At operation 1402, the method 1400 includes accessing, by the computer system, the video of the user in real-time. The video of the user is recorded for a first interval of time.


At operation 1404, the method 1400 includes performing, by the computer system, the first test on the accessed video for detecting the facial drooping factor and the speech slur factor of the user in real-time. The facial drooping factor is detected with facilitation of the one or more techniques. The speech slur factor is detected with execution of the machine learning algorithms.


At operation 1406, the method 1400 includes performing, by the computer system, the second test on the user for the second interval of time. The second test is the vibration test performed for detecting the numbness factor in hands of the user.


At operation 1408, the method 1400 includes processing, by the computer system, the facial drooping factor, the speech slur factor, and the numbness factor for detecting symptoms of stroke in the user in real-time.


At operation 1410, the method 1400 includes sending, by the computer system, notification to at least one emergency contact of the user in real-time for providing medical assistance to the user. The notification is sent upon detection of symptoms of stroke in the user.



FIG. 15 is a simplified block diagram of an electronic device 1500 capable of implementing various embodiments of the present disclosure. For example, the electronic device 1500 may correspond to the user device 104 of the user 102 of FIG. 1. The electronic device 1500 is depicted to include one or more applications 1506. For example, the one or more applications 1506 may include the stroke detection application 106 of FIG. 1. The stroke detection application 106 can be an instance of the application that is hosted and managed by the server system 200. One of the one or more applications 1506 on the electronic device 1500 is capable of communicating with a server system for performing stroke detection in real-time as explained above.


It should be understood that the electronic device 1500 as illustrated and hereinafter described is merely illustrative of one type of device and should not be taken to limit the scope of the embodiments. As such, it should be appreciated that at least some of the components described below in connection with the electronic device 1500 may be optional and thus in an embodiment may include more, less, or different components than those described in connection with the embodiment of the FIG. 15. As such, among other examples, the electronic device 1500 could be any of a mobile electronic device, for example, cellular phones, tablet computers, laptops, mobile computers, personal digital assistants (PDAs), mobile televisions, mobile digital assistants, or any combination of the aforementioned, and other types of communication or multimedia devices.


The illustrated electronic device 1500 includes a controller or a processor 1502 (e.g., a signal processor, microprocessor, ASIC, or other control and processing logic circuitry) for performing such tasks as signal coding, data processing, image processing, input/output processing, power control, and/or other functions. An operating system 1504 controls the allocation and usage of the components of the electronic device 1500 and supports for one or more operations of the application (see, the applications 1506), such as the stroke detection application 106 that implements one or more of the innovative features described herein. In addition, the applications 1506 may include common mobile computing applications (e.g., email applications, calendars, contact managers, web browsers, messaging applications) or any other computing application.
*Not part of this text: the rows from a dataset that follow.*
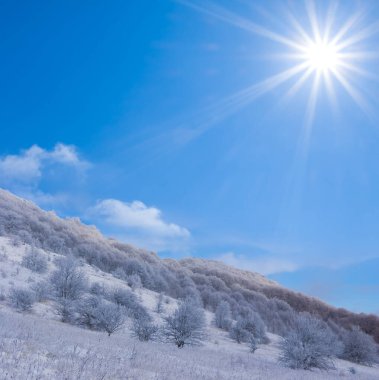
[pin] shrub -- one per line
(97, 314)
(126, 298)
(253, 344)
(134, 281)
(359, 347)
(35, 261)
(186, 325)
(223, 316)
(310, 345)
(42, 290)
(143, 329)
(68, 281)
(21, 299)
(109, 317)
(238, 332)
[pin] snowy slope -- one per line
(36, 345)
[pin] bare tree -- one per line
(109, 317)
(144, 329)
(223, 316)
(238, 331)
(68, 281)
(35, 261)
(159, 307)
(186, 325)
(21, 299)
(311, 344)
(359, 347)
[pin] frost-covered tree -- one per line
(238, 332)
(159, 306)
(186, 325)
(359, 347)
(109, 317)
(311, 344)
(144, 329)
(21, 299)
(255, 326)
(253, 344)
(223, 316)
(127, 299)
(97, 314)
(134, 281)
(68, 281)
(35, 261)
(42, 290)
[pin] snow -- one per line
(37, 346)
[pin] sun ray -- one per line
(353, 92)
(231, 18)
(312, 15)
(326, 52)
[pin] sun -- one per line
(322, 57)
(322, 52)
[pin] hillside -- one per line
(36, 344)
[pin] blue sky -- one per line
(156, 121)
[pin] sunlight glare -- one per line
(322, 56)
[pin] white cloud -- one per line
(23, 172)
(27, 166)
(262, 265)
(139, 224)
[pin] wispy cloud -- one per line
(263, 265)
(22, 173)
(139, 224)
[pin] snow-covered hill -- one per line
(64, 288)
(36, 345)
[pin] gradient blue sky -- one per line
(124, 113)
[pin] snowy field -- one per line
(34, 348)
(36, 345)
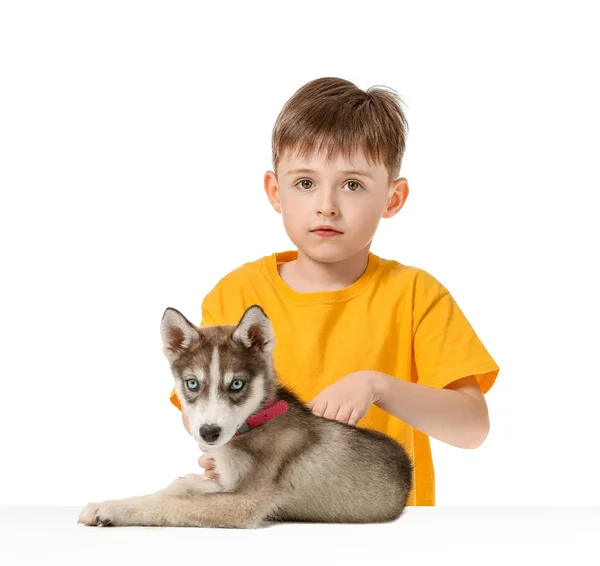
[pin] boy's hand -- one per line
(347, 400)
(209, 466)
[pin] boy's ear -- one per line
(272, 190)
(397, 198)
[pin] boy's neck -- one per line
(306, 275)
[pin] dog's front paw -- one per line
(102, 514)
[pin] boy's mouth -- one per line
(326, 231)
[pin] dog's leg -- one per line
(191, 508)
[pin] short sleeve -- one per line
(207, 320)
(445, 345)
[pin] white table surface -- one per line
(436, 535)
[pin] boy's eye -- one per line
(347, 182)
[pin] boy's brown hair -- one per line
(334, 114)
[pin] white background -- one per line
(134, 137)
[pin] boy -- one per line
(362, 339)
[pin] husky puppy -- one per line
(277, 460)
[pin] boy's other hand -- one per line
(347, 400)
(209, 466)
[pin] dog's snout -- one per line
(210, 433)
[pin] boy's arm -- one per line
(457, 415)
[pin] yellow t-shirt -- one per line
(396, 319)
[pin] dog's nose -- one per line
(210, 433)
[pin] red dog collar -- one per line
(270, 411)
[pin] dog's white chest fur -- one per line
(231, 465)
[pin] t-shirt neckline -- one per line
(284, 289)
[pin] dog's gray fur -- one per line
(295, 467)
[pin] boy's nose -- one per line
(210, 433)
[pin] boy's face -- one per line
(352, 203)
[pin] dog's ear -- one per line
(178, 334)
(255, 330)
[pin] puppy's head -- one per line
(222, 374)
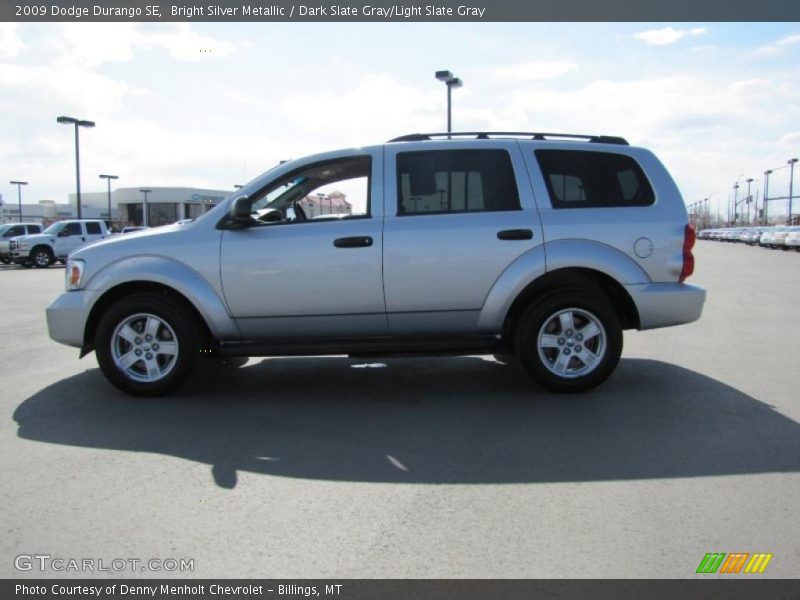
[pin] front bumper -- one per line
(666, 304)
(67, 316)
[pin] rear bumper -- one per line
(666, 304)
(67, 316)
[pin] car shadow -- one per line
(445, 420)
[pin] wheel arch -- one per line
(589, 280)
(130, 288)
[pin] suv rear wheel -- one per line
(146, 344)
(570, 341)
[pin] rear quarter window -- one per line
(588, 179)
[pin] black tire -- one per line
(41, 257)
(604, 349)
(177, 325)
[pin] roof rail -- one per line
(485, 135)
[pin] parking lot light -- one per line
(19, 185)
(145, 191)
(109, 178)
(791, 163)
(451, 81)
(767, 173)
(77, 123)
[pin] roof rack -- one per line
(485, 135)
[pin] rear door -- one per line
(458, 213)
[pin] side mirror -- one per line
(240, 210)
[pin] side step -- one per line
(365, 347)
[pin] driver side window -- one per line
(325, 191)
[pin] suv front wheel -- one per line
(146, 344)
(570, 341)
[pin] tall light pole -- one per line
(108, 178)
(766, 194)
(145, 191)
(78, 123)
(452, 82)
(791, 163)
(749, 199)
(19, 185)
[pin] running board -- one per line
(365, 347)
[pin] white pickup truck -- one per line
(56, 242)
(12, 230)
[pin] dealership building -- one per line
(164, 205)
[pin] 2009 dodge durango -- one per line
(543, 245)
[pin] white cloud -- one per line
(11, 43)
(376, 107)
(779, 46)
(93, 44)
(533, 71)
(666, 35)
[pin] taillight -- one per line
(688, 258)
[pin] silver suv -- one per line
(543, 245)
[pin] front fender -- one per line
(173, 274)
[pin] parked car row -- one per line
(27, 245)
(783, 237)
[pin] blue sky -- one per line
(211, 105)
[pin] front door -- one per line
(309, 266)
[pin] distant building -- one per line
(165, 205)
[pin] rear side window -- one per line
(72, 229)
(454, 181)
(585, 179)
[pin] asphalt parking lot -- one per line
(451, 467)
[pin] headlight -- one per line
(74, 274)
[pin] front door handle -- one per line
(515, 234)
(359, 241)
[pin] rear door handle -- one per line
(359, 241)
(515, 234)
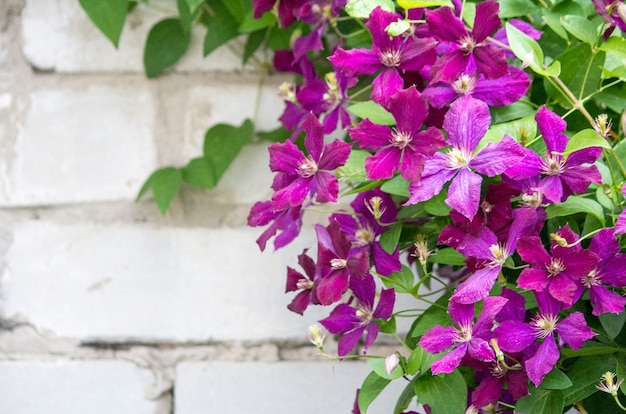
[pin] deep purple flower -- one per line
(502, 91)
(489, 254)
(372, 209)
(287, 221)
(466, 123)
(516, 336)
(562, 176)
(467, 49)
(353, 321)
(391, 54)
(610, 271)
(469, 338)
(338, 263)
(305, 284)
(560, 273)
(404, 147)
(300, 175)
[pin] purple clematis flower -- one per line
(610, 271)
(466, 123)
(467, 49)
(372, 208)
(489, 255)
(338, 263)
(288, 222)
(353, 321)
(562, 176)
(391, 54)
(404, 147)
(516, 336)
(502, 91)
(305, 284)
(560, 274)
(469, 339)
(300, 175)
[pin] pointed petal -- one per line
(466, 122)
(464, 193)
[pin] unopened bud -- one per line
(316, 336)
(391, 362)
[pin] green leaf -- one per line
(372, 111)
(378, 365)
(371, 388)
(389, 239)
(585, 374)
(580, 28)
(541, 401)
(515, 8)
(108, 16)
(555, 380)
(586, 138)
(222, 144)
(448, 256)
(612, 323)
(222, 26)
(167, 43)
(445, 394)
(397, 186)
(164, 184)
(361, 9)
(574, 205)
(199, 172)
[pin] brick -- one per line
(117, 283)
(73, 387)
(83, 143)
(284, 387)
(58, 36)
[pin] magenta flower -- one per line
(562, 176)
(364, 229)
(489, 254)
(404, 147)
(305, 284)
(467, 49)
(468, 339)
(516, 336)
(353, 321)
(610, 271)
(558, 274)
(338, 263)
(466, 123)
(300, 175)
(391, 54)
(502, 91)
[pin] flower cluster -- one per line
(479, 184)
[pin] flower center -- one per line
(555, 267)
(338, 264)
(307, 168)
(390, 58)
(592, 279)
(544, 325)
(552, 165)
(304, 284)
(464, 84)
(467, 44)
(458, 158)
(400, 139)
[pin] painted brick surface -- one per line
(284, 387)
(74, 387)
(75, 145)
(58, 36)
(118, 283)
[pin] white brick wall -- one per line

The illustrated electronic device 1500 includes one or more memory components, for example, a non-removable memory 1508 and/or removable memory 1510. The non-removable memory 1508 and/or the removable memory 1510 may be collectively known as a database in an embodiment. The non-removable memory 1508 can include RAM, ROM, flash memory, a hard disk, or other well-known memory storage technologies. The removable memory 1510 can include flash memory, smart cards, or a Subscriber Identity Module (SIM). The one or more memory components can be used for storing data and/or code for running the operating system 1504 and the applications 1506. The electronic device 1500 may further include a user identity module (UIM) 1512. The UIM 1512 may be a memory device having a processor built in. The UIM 1512 may include, for example, a subscriber identity module (SIM), a universal integrated circuit card (UICC), a universal subscriber identity module (USIM), a removable user identity module (R-UIM), or any other smart card. The UIM 1512 typically stores information elements related to a mobile subscriber. The UIM 1512 in form of the SIM card is well known in Global System for Mobile (GSM) communication systems, Code Division Multiple Access (CDMA) systems, or with third-generation (3G) wireless communication protocols such as Universal Mobile Telecommunications System (UMTS), CDMA9000, wideband CDMA (WCDMA) and time division-synchronous CDMA (TD-SCDMA), or with fourth-generation (4G) wireless communication protocols such as LTE (Long-Term Evolution).
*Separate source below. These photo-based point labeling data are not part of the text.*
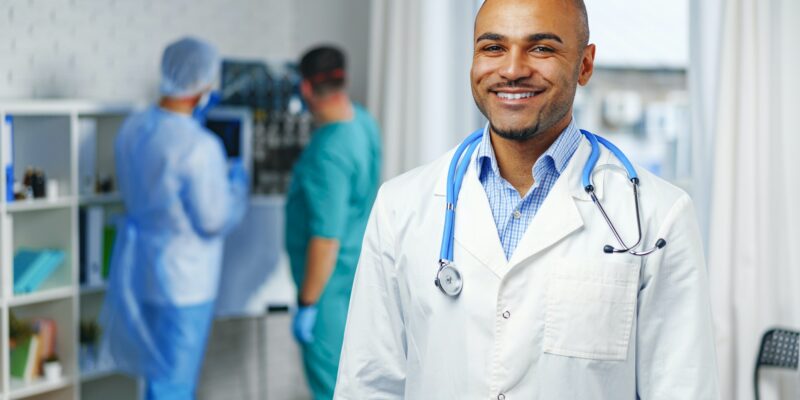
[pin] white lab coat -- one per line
(560, 320)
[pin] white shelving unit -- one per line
(46, 136)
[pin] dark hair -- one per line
(324, 67)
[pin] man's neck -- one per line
(337, 108)
(179, 106)
(515, 158)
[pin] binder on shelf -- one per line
(33, 267)
(8, 155)
(46, 331)
(87, 155)
(92, 245)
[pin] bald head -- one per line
(577, 7)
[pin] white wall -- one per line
(635, 33)
(111, 49)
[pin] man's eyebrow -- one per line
(491, 37)
(540, 37)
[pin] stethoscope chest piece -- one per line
(448, 280)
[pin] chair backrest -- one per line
(780, 348)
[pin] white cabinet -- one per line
(46, 135)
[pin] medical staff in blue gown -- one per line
(333, 186)
(181, 198)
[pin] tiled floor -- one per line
(253, 358)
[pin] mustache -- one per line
(516, 85)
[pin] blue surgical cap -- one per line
(188, 67)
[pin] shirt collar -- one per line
(557, 155)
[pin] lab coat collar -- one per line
(571, 174)
(475, 229)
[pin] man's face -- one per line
(528, 59)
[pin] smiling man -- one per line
(521, 297)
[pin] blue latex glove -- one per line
(303, 324)
(237, 173)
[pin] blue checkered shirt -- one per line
(513, 214)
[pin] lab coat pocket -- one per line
(590, 308)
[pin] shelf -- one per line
(20, 389)
(41, 296)
(98, 373)
(37, 205)
(93, 289)
(101, 199)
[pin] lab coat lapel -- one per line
(558, 216)
(475, 229)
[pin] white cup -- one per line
(52, 189)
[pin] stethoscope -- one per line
(448, 278)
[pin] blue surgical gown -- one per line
(180, 202)
(333, 186)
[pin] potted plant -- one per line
(89, 336)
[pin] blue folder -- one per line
(33, 267)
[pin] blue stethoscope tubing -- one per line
(455, 177)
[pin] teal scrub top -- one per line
(334, 184)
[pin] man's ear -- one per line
(587, 65)
(306, 90)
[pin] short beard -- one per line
(519, 135)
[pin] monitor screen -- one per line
(230, 131)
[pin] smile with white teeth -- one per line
(515, 96)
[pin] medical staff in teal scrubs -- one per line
(329, 201)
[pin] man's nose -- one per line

The electronic device 1500 can support one or more input devices 1520 and one or more output devices 1530. Examples of the input devices 1520 may include, but are not limited to, a touch screen/a display screen 1522 (e.g., capable of capturing finger tap inputs, finger gesture inputs, multi-finger tap inputs, multi-finger gesture inputs, or keystroke inputs from a virtual keyboard or keypad), a microphone 1524 (e.g., capable of capturing voice input), a camera module 1526 (e.g., capable of capturing still picture images and/or video images) and a physical keyboard 1528. Examples of the output devices 1530 may include, but are not limited to, a speaker 1532 and a display 1534. Other possible output devices can include piezoelectric or other haptic output devices. Some devices can serve more than one input/output function. For example, the touch screen 1522 and the display 1534 can be combined into a single input/output device.


A wireless modem 1540 can be coupled to one or more antennas (not shown in the FIG. 15) and can support two-way communications between the processor 1502 and external devices, as is well understood in the art. The wireless modem 1540 is shown generically and can include, for example, a cellular modem 1542 for communicating at long range with the mobile communication network, a Wi-Fi compatible modem 1544 for communicating at short range with an external Bluetooth-equipped device or a local wireless data network or router, and/or a Bluetooth-compatible modem 1546. The wireless modem 1540 is typically configured for communication with one or more cellular networks, such as a GSM network for data and voice communications within a single cellular network, between cellular networks, or between the electronic device 1500 and a public switched telephone network (PSTN).


The electronic device 1500 can further include one or more input/output ports 1550, a power supply 1552, one or more sensors 1554 for example, an accelerometer, a gyroscope, a compass, or an infrared proximity sensor for detecting the orientation or motion of the electronic device 1500 and biometric sensors for scanning biometric identity of an authorized user, a transceiver 1556 (for wirelessly transmitting analog or digital signals) and/or a physical connector 1560, which can be a USB port, IEEE 1294 (FireWire) port, and/or RS-232 port. The illustrated components are not required or all-inclusive, as any of the components shown can be deleted and other components can be added.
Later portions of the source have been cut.